Sense prevails at Notre Dame
It is hard to imagine a reasonable decision being made in today’s political and cultural climate. It seems that the more power one possesses, the less one is able to think.
This renders the French Senate’s insistence that Notre Dame cathedral must be restored to exactly how it was before April all the more commendable. It is, however, a shame that such an obvious fact needed to be discussed at all.
In April, the cathedral fell victim to a fire which destroyed a large part of its roof and its iconic spire. This was the cover topic of our third print issue.
Myself and the editorial team noted in our cover article that ‘the leaders of France failed to appreciate from the outset that the mourning which followed this destruction was due to a sense of loss.
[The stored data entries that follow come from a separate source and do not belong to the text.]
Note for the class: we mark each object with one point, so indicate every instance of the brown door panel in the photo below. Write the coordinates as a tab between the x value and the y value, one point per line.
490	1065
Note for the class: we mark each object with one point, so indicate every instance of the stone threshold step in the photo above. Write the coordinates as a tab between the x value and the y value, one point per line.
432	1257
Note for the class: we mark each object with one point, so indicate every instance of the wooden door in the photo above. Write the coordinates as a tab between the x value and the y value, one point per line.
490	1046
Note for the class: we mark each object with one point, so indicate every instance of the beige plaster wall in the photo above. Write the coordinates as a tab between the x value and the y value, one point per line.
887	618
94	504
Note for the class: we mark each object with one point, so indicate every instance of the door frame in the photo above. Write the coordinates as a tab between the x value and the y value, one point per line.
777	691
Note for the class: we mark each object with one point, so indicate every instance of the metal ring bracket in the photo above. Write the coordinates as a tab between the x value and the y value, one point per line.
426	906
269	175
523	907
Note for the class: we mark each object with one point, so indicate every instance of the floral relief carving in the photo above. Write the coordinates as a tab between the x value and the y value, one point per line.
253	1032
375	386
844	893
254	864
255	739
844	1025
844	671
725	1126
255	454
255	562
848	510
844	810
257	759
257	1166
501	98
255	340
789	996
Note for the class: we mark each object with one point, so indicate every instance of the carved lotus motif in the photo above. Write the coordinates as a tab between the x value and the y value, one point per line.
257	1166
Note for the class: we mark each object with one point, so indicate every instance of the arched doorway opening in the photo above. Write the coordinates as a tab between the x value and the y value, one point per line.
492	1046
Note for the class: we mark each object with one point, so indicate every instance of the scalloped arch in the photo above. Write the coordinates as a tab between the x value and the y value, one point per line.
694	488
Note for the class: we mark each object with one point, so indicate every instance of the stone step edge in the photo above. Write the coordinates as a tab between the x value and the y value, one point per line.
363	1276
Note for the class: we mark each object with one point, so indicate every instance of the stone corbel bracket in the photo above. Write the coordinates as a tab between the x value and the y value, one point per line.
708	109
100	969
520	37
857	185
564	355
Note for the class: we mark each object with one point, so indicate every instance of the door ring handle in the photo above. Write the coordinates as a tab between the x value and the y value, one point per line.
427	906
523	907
This reflection of the French people’s deep sense of appreciation for their own history and beauty was ignored, conveniently, by the establishment classes in their crass calls for whatever would replace Notre Dame’s spire would reflect ‘the challenges of our time’ and be ‘more beautiful than before’’.
The Senate has, however, sided not with the Prime Minister and the President, who uttered these two inevitable phrases, but rather with the people of France, who so clearly appreciated Notre Dame for what it had been, not what it could be transformed into.
Indeed, as we noted in the issue, some of the proposed reconstruction designs included ‘a glass roof that would illuminate the space below’, or a glasshouse ‘crowning the rebuilt vaulted ceiling’. This works rather well as satire but was not, however, suggested in a French equivalent of Private Eye; rather, it was uttered, and, considering Macron’s words written above, received, rather seriously.
Thank goodness, then, that the French Senate, when passing a bill on the restoration of Notre Dame, added a clause that this restoration must restore the great cathedral back to its ‘last known visual state’.
I hope they get to work quickly, before some other fool in power opens their mouth with their mind still closed.